Third, Wright’s advocacy of some form of “new theocracy” (which he fails to define clearly) wrongly assumes that since separation of church and state would have been unthinkable to first-century Jews, so also should it be rejected today. But Wright fails to recognize the discontinuity between the old and new covenants. In the old covenant Israel is a theocracy, wielding the sword while regulating worship. But in the new covenant the types and shadows of the old covenant have been fulfilled in the person and work of Jesus Christ. Yes, we do have a king who reigns, who is sovereign over the nations, and who has defeated his enemies. But our king’s victory in the cross is a spiritual one. Only in the second coming will he come in judgment bearing the sword, executing justice on his enemies once for all. Wright misses this already-not-yet tension in Scripture. For Wright, the cross has brought the kingdom of God to earth, but the primary application of the cross is not “in abstract preaching about ‘how to have your sins forgiven’ or ‘how to go to heaven,’ but in an agenda in which forgiven people are put to work, addressing the evils of the world in the light of the victory of Calvary” (244).
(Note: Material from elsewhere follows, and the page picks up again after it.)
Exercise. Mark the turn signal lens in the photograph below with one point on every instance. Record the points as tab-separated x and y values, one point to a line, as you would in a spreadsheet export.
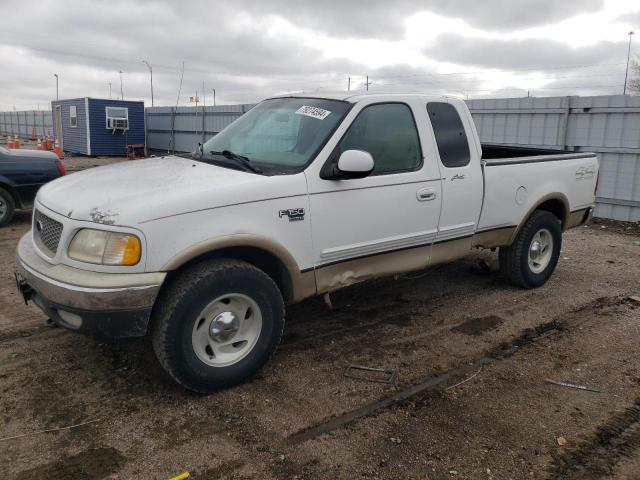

In other words, for Wright the cross is not so much about vicarious substitution for the forgiveness of sins but bringing to earth social justice and a new and improved political agenda. “Those who are put right with God through the cross are to be putting-right people for the world. . . . From this there flows both a new missiology, including an integrated political theology, and the new ecclesiology that will be needed to support it, a community whose very heart will be forgiveness” (244). However, the NT never advocates such an “integrated political theology” supported by the church. To the contrary, the primary application of the cross is about “how to have your sins forgiven” (Acts 2:38). The gospel Christians proclaim to the nations is not a political one, but a message of salvation for sinners (Mark 16:15).
To conclude, Wright does a lot of blaming. The early church fathers, the orthodox creeds, evangelicals, democracy, Western Christianity, and others all get blamed for messing up Jesus. But fear not, Wright has come to the rescue after 2,000 years of misunderstanding and butchering Jesus to show us the true meaning of the life of Jesus that we have all missed. One begins to get the feeling by the end of the book that in Wright’s mind, everyone else has got it wrong. However, as this review has briefly sought to demonstrate, Wright’s way of looking at Jesus and the kingdom is not so much a return to the biblical text but the agenda of an Anglican churchman seeking to apply a political theology to the Gospel narratives.